The Kullar Dam and Gavi Dam form a common reservoir. Water from this reservoir is diverted to Meenar–I reservoir through a tunnel before being diverted by another tunnel to Meenar–II reservoir. Water from this reservoir is diverted to Pamba Dam through an open channel.

Water from Kochu Pamba Weir is pumped into the Pamba reservoir through a pump house located downstream from Pamba Dam.

Kullar, Gavi, Meenar–I, and Meenar–II were completed in 1990.

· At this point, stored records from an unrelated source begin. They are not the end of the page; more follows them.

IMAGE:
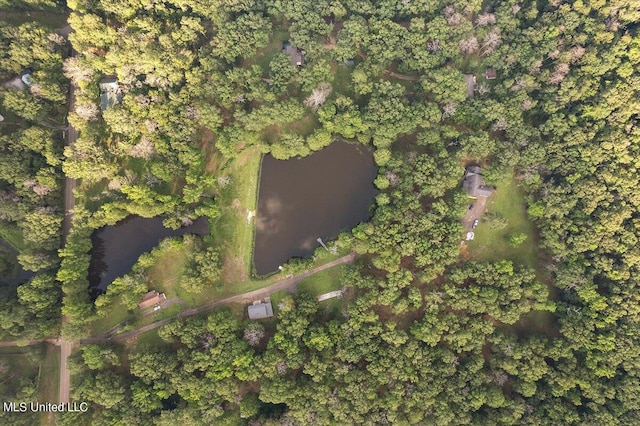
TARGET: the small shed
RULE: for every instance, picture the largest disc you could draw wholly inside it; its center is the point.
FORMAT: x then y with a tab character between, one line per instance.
347	63
110	93
490	74
26	78
297	54
470	80
474	185
260	310
151	298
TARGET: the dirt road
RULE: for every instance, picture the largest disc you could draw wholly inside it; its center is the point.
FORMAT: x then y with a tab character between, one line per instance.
288	284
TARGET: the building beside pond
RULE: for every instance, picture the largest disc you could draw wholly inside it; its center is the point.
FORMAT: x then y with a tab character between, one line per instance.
151	299
490	74
110	93
260	310
474	184
472	85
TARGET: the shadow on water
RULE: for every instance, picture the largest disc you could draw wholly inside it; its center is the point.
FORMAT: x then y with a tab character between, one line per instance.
97	264
117	248
302	199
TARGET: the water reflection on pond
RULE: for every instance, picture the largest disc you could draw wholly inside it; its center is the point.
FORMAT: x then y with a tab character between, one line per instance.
302	199
117	248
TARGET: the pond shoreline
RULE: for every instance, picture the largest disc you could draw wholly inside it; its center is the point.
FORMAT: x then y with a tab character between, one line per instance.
305	198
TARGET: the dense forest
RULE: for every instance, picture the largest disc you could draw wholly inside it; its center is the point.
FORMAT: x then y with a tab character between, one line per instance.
33	100
543	93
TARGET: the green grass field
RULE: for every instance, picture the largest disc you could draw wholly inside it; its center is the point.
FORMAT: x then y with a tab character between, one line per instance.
49	377
491	244
263	56
323	282
48	19
118	314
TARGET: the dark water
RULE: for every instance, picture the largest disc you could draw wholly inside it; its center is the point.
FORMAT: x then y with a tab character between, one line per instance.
305	198
117	248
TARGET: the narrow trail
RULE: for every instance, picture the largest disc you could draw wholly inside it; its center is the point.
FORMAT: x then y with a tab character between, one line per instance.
288	284
69	204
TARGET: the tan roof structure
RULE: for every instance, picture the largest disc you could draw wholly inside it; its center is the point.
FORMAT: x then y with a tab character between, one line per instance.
152	298
474	184
470	79
110	93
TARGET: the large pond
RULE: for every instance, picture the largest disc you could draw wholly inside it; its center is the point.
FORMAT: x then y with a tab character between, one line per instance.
117	248
303	199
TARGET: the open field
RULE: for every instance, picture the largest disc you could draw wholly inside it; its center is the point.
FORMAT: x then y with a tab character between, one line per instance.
48	19
323	282
493	244
49	375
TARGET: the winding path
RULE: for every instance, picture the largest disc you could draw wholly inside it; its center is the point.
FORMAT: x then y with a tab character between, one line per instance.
69	203
289	284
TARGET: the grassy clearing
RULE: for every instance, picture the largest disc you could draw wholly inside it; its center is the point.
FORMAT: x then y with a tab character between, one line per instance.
491	244
304	127
323	282
48	19
342	78
164	276
118	314
233	232
150	339
49	378
276	298
263	56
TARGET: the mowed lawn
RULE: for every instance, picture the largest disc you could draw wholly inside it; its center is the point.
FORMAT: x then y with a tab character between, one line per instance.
39	364
325	282
493	244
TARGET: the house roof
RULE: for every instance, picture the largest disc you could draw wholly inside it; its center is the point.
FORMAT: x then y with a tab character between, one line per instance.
261	310
474	184
109	92
470	79
151	298
490	73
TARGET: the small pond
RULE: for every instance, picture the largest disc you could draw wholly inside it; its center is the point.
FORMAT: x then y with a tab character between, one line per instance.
302	199
117	248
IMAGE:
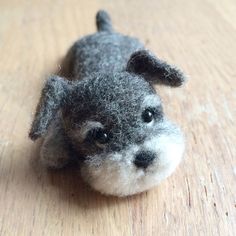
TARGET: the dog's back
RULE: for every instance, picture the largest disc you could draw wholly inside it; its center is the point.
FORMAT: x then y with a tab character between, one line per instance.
104	51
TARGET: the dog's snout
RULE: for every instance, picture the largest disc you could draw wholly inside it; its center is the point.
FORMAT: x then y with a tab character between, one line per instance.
144	158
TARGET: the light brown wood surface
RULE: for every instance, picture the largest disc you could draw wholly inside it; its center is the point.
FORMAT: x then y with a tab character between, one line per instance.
200	197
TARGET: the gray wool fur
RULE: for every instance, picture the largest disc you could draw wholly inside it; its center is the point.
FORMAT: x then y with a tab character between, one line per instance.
104	112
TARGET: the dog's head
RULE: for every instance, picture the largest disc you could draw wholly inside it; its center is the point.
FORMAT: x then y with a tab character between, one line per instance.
116	123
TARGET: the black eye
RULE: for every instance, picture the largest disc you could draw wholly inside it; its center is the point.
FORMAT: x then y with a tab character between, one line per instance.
101	136
148	115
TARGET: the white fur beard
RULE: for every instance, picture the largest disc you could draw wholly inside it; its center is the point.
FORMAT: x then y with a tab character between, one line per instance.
116	174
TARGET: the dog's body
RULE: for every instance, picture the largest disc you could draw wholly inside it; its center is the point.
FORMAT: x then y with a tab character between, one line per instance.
108	116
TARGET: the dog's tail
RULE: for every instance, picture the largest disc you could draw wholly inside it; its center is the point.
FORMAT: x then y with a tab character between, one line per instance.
103	21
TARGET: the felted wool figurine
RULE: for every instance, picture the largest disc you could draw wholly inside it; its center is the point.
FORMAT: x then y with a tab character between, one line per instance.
105	113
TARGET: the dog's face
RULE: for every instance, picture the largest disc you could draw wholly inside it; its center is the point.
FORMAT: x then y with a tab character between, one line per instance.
116	124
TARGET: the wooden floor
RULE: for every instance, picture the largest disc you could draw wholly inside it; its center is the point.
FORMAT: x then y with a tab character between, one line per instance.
200	197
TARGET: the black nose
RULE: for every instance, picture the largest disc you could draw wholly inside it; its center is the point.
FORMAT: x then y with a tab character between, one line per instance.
144	158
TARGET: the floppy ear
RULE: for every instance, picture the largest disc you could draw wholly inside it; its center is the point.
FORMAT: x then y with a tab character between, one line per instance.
53	97
154	70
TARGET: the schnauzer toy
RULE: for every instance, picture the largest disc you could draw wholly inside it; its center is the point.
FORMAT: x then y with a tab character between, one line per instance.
104	112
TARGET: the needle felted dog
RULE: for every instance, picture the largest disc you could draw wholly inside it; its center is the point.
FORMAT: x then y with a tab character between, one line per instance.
106	114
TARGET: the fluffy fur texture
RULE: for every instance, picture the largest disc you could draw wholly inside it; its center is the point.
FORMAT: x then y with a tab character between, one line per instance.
106	114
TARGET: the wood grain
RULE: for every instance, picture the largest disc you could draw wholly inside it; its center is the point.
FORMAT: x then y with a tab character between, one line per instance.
200	198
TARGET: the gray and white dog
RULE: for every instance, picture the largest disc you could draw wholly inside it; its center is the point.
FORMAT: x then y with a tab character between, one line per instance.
107	115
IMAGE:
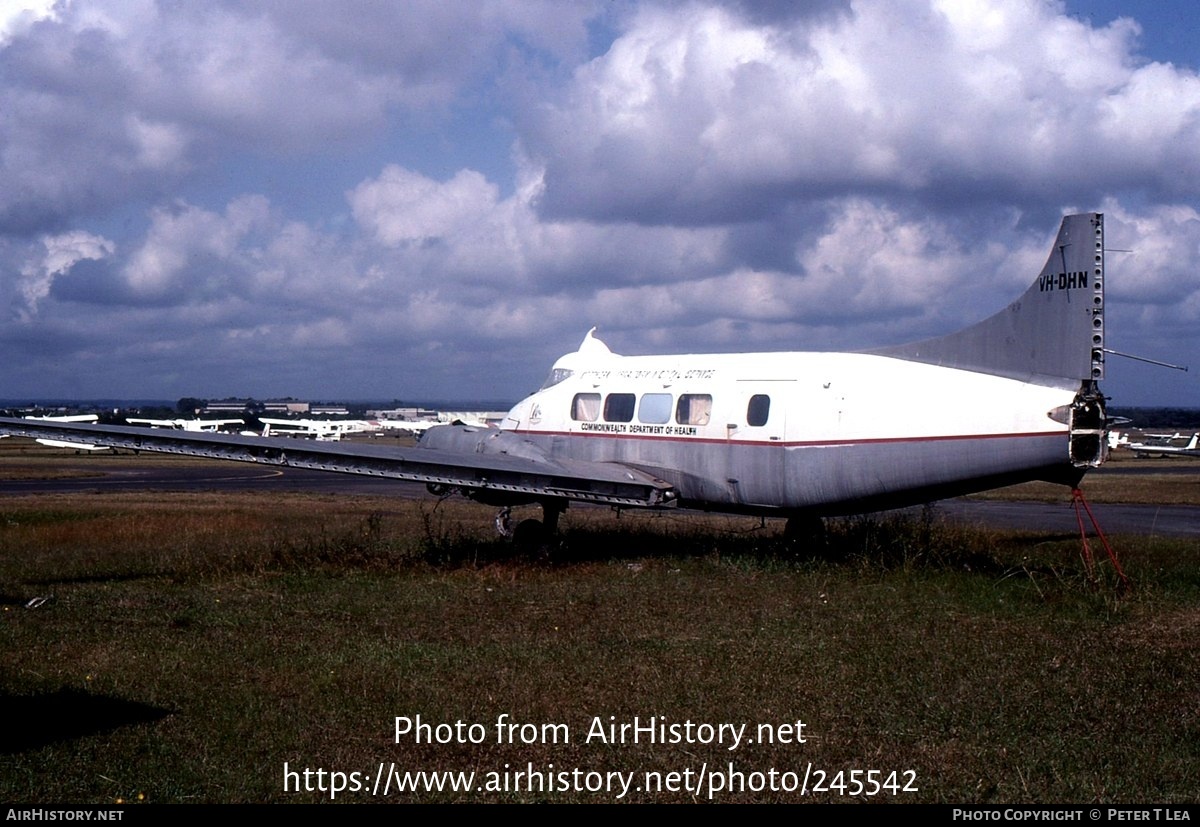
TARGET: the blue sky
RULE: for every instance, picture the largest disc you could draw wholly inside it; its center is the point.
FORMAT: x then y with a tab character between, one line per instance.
436	199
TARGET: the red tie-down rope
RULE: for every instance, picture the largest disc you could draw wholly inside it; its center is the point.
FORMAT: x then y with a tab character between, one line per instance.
1078	499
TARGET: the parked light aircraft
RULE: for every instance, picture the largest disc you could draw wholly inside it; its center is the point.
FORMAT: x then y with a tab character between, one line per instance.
324	430
1013	397
1164	447
187	424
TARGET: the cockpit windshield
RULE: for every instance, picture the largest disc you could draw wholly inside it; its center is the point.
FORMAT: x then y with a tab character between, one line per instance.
556	376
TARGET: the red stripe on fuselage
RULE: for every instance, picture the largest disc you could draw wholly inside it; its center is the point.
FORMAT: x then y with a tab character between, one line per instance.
780	443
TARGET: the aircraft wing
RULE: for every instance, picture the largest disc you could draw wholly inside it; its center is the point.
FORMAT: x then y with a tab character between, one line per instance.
489	463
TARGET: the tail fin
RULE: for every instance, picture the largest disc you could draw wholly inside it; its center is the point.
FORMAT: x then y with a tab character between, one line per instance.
1053	335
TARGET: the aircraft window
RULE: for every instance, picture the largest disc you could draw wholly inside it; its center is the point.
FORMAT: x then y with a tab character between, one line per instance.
654	409
618	407
759	409
694	409
556	376
586	407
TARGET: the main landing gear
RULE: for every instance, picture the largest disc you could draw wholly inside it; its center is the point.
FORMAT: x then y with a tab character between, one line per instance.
532	535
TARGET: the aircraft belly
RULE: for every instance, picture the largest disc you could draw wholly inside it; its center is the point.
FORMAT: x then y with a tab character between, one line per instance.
832	478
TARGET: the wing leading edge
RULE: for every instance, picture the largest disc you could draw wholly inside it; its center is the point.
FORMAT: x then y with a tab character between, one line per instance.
501	468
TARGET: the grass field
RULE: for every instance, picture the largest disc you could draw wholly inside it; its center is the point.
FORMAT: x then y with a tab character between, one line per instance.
186	647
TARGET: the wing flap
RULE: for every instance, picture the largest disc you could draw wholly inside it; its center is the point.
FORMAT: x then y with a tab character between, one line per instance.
607	483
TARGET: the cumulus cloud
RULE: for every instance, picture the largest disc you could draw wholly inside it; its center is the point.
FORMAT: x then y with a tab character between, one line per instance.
697	114
59	255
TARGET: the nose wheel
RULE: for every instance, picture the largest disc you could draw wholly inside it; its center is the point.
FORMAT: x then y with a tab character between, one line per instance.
531	535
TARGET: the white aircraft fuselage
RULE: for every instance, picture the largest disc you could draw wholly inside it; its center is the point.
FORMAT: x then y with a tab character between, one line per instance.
1009	399
796	431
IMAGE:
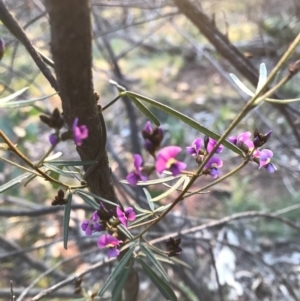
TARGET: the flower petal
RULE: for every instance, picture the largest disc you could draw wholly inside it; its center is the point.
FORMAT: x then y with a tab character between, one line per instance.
112	252
137	161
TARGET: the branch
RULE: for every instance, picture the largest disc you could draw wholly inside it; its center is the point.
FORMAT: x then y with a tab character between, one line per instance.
71	41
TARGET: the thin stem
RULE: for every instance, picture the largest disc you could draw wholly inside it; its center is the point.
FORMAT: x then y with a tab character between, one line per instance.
144	223
33	166
244	163
46	155
113	101
233	124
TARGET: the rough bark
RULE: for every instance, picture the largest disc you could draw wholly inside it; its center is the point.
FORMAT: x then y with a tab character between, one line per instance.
71	44
228	51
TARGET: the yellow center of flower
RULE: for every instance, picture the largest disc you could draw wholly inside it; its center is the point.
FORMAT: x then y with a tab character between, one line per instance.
170	162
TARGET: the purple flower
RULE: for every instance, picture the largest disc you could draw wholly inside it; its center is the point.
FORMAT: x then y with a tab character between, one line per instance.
110	242
136	175
211	144
166	160
213	165
152	138
80	132
127	215
195	147
265	156
244	137
91	225
54	139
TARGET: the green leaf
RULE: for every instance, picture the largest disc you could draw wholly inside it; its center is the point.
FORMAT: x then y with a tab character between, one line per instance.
120	281
171	190
241	85
68	174
97	197
191	122
154	261
23	103
116	272
163	286
12	96
140	209
88	200
67	219
137	220
145	110
149	199
153	182
69	163
263	74
14	181
125	231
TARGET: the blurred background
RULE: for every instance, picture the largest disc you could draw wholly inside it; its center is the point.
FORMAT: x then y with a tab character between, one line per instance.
155	49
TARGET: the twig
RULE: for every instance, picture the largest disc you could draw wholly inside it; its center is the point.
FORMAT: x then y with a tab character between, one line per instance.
213	261
13	26
41	276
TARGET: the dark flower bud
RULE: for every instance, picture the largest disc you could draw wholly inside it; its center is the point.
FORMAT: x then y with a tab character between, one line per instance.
2	48
54	121
206	141
59	199
294	68
260	139
152	137
173	246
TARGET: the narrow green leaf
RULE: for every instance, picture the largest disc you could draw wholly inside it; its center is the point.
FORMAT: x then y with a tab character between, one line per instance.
125	231
116	272
191	122
149	199
23	103
68	174
154	261
263	74
67	219
12	96
163	286
69	163
120	281
53	156
88	200
241	85
14	181
138	220
153	182
97	197
171	190
145	110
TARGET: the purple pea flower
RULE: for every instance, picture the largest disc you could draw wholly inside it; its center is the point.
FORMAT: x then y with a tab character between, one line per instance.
91	225
166	160
80	132
136	175
152	138
213	165
211	144
244	137
110	242
127	215
54	139
195	147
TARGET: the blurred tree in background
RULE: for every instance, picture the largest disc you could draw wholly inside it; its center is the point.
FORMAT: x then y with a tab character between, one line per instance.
239	239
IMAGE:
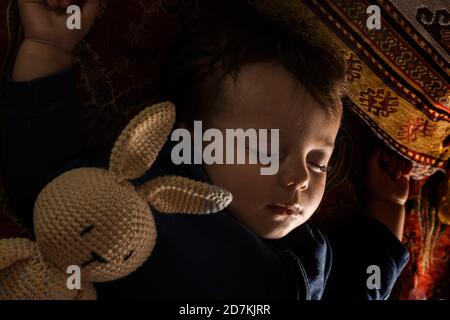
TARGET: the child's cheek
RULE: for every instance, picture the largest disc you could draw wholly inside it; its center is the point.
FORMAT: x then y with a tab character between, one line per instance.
244	181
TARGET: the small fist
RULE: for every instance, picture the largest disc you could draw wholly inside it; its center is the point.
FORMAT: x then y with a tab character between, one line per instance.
388	176
45	21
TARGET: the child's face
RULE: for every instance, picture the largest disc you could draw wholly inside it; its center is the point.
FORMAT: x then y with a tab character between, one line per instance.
266	96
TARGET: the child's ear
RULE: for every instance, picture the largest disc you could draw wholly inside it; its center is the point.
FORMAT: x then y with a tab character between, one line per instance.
140	142
14	250
173	194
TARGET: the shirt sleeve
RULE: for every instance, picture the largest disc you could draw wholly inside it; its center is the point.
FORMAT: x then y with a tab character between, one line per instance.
41	137
367	260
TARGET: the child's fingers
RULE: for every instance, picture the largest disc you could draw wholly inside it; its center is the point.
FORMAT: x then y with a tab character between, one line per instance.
373	161
401	163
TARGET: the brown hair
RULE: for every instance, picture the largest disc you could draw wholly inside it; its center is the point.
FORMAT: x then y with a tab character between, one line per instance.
235	35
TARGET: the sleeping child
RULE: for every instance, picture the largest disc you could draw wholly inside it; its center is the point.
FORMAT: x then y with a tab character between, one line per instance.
235	69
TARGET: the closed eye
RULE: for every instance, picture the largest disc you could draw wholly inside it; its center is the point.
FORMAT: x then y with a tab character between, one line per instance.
320	168
86	230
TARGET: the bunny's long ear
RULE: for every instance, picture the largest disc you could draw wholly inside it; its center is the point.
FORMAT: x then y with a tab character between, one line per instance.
14	250
173	194
140	142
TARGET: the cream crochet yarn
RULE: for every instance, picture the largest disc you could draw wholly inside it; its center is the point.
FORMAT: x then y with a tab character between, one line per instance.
97	220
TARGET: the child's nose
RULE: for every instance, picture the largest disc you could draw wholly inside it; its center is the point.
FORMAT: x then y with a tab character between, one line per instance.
294	177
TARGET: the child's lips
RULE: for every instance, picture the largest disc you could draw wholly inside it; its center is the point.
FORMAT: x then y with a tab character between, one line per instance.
286	209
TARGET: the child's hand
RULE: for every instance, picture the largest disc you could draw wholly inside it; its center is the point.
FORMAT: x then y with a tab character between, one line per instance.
44	22
48	44
388	177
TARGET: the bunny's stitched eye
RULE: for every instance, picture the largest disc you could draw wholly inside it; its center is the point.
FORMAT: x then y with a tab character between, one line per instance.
128	256
87	230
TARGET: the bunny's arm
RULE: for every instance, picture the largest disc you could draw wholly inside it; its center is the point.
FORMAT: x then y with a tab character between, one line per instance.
13	250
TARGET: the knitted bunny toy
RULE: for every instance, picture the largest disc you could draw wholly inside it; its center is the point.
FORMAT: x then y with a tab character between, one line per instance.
97	220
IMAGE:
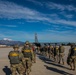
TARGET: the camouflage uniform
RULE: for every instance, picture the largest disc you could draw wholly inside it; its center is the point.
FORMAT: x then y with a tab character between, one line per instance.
61	54
16	58
28	57
72	61
56	53
51	52
34	52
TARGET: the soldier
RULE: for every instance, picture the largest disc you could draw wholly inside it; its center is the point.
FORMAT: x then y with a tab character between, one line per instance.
34	52
28	56
51	52
16	58
56	53
72	61
61	54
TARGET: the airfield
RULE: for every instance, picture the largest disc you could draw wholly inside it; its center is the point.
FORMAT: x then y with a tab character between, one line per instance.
43	65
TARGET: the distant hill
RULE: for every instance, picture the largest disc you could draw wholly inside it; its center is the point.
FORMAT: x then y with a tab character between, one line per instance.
10	43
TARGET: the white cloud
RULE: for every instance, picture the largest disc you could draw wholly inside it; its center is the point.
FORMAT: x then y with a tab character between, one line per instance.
11	10
7	39
11	26
61	7
36	2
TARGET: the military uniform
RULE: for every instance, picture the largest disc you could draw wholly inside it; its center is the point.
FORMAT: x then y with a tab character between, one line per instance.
61	54
51	52
72	61
16	58
56	53
28	57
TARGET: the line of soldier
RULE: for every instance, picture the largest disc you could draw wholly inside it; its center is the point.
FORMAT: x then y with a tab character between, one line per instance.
57	53
21	61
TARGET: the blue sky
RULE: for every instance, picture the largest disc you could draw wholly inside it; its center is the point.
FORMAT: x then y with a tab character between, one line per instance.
52	20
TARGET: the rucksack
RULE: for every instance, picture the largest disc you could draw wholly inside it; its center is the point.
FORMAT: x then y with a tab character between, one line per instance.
14	57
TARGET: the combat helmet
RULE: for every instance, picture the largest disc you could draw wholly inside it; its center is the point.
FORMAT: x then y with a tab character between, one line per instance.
15	46
27	42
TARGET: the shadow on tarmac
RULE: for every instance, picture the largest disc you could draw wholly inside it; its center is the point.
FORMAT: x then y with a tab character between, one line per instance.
48	61
7	70
58	71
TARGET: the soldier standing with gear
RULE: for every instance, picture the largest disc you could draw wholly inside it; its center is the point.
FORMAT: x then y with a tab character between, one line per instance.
28	56
34	52
61	54
72	61
56	52
16	58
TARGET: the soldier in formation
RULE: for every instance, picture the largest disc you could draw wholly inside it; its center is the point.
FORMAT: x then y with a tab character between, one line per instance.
16	59
61	54
28	56
72	57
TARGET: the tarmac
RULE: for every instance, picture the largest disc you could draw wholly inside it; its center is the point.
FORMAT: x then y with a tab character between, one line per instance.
43	65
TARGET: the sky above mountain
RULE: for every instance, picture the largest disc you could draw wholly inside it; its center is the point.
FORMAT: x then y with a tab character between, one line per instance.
52	20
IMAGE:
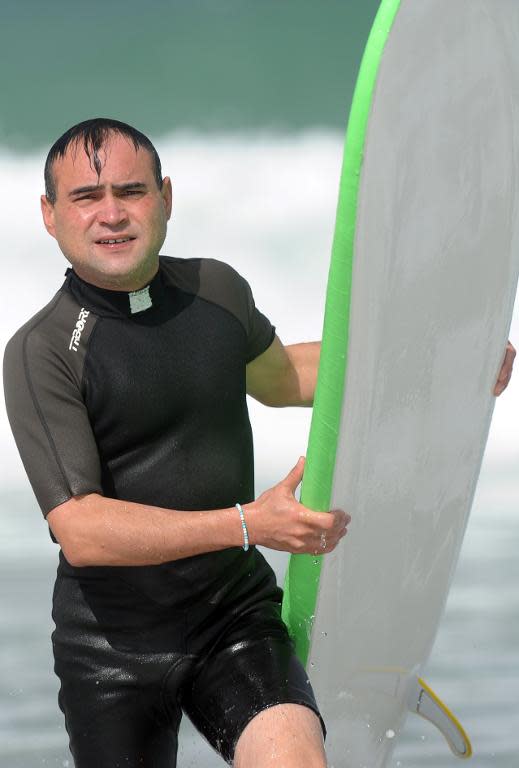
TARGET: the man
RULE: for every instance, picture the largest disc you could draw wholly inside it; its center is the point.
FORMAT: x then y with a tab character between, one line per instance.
126	395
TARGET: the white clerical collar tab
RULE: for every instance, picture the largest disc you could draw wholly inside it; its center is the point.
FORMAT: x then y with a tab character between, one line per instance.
140	300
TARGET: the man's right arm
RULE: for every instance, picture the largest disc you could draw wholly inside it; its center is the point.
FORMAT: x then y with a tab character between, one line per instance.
95	530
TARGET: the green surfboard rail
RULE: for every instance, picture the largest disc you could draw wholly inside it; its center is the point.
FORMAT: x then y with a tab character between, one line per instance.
303	574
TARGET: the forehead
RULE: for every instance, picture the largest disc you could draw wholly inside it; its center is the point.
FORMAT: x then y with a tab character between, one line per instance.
120	162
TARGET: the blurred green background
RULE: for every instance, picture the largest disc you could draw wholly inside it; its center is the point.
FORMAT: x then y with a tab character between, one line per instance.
213	65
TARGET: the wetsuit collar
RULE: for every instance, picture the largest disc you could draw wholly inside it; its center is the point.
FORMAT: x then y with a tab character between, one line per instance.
105	302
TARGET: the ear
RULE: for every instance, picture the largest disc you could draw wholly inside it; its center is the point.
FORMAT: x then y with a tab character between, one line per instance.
167	195
47	211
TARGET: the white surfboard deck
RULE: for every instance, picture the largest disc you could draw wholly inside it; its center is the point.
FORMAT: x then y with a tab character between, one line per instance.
436	261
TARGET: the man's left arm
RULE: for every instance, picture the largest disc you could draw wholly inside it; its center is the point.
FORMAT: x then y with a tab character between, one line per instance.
284	376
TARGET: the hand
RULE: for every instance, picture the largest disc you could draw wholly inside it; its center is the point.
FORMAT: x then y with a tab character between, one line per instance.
278	521
505	373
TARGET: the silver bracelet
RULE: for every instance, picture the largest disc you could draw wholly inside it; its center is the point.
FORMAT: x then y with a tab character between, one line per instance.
244	528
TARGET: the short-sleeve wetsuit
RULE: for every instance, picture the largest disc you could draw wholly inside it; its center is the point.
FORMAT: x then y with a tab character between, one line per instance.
141	397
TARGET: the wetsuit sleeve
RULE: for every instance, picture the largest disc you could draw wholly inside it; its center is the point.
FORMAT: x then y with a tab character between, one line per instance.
222	284
260	331
50	424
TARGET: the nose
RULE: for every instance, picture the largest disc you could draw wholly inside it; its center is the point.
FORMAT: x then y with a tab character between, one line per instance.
112	211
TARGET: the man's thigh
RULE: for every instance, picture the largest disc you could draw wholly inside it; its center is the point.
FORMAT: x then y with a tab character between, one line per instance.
112	697
252	668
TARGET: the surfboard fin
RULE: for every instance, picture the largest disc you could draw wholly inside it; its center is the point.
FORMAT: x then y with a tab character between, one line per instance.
424	702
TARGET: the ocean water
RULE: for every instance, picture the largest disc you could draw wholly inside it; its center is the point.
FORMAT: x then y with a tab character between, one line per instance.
265	203
247	103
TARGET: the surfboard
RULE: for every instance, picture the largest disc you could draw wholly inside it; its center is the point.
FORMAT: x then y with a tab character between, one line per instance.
421	288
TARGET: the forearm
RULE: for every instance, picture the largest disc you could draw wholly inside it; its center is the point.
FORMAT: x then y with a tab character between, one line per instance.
304	360
95	530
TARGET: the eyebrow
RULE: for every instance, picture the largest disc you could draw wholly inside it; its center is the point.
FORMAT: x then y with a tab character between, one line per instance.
97	187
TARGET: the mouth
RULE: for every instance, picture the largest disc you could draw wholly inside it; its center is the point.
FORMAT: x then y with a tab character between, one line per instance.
115	242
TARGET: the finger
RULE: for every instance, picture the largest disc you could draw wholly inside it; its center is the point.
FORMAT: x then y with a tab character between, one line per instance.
295	475
505	374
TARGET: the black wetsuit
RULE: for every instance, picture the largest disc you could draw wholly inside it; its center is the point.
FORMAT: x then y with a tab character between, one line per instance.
141	397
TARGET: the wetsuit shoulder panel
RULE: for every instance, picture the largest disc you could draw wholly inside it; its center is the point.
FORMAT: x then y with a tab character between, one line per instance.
220	284
43	368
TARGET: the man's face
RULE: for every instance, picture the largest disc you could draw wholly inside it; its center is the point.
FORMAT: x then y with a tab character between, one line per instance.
123	204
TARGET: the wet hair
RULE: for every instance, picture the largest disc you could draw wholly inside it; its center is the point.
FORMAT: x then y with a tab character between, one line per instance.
93	135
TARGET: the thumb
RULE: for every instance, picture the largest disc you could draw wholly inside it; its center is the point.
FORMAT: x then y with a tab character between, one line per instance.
295	475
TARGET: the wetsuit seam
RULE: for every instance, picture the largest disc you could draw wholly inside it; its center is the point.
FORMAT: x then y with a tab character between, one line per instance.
82	383
34	397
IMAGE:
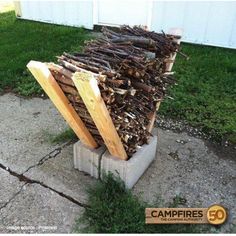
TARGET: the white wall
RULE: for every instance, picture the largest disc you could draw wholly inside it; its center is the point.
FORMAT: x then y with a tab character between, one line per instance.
209	23
73	13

== Pamba Irrigation Scheme ==
The Pamba Irrigation scheme in Pattanamthitta district is aimed at the utilization of the tail race water of Sabarigiri Hydro Electric project for irrigation purposes. After the tail water has entered the Kakkad River it is picked up by a barrage in Maniyar.

The 21135 ha of ayacut are located in the Pathanamthitta and Alapuzha districts. An estimated 81,600 tonnes of paddy are produced by this project.

== Kakkad Hydro Electric Project ==
The Kakkad Hydro Electric Project utilizes the tail race water from Sabarigiri power station and water from the Moozhiyar and Velluthode rivers. Two dams store water for the powerhouse. The main reservoir is on the Moozhiyar downstream of the confluence with the tail race water from Sabarigiri power station. A tunnel connects this reservoir to Kakkad Power Station. The second reservoir is formed by the Veluthodu Dam, across the Velluthode River, a tributary of Kakkad River. After generating power, water is released to the Kakkad River. The Kakkad River, also called Kakkatar, is a tributary of the Pamba River.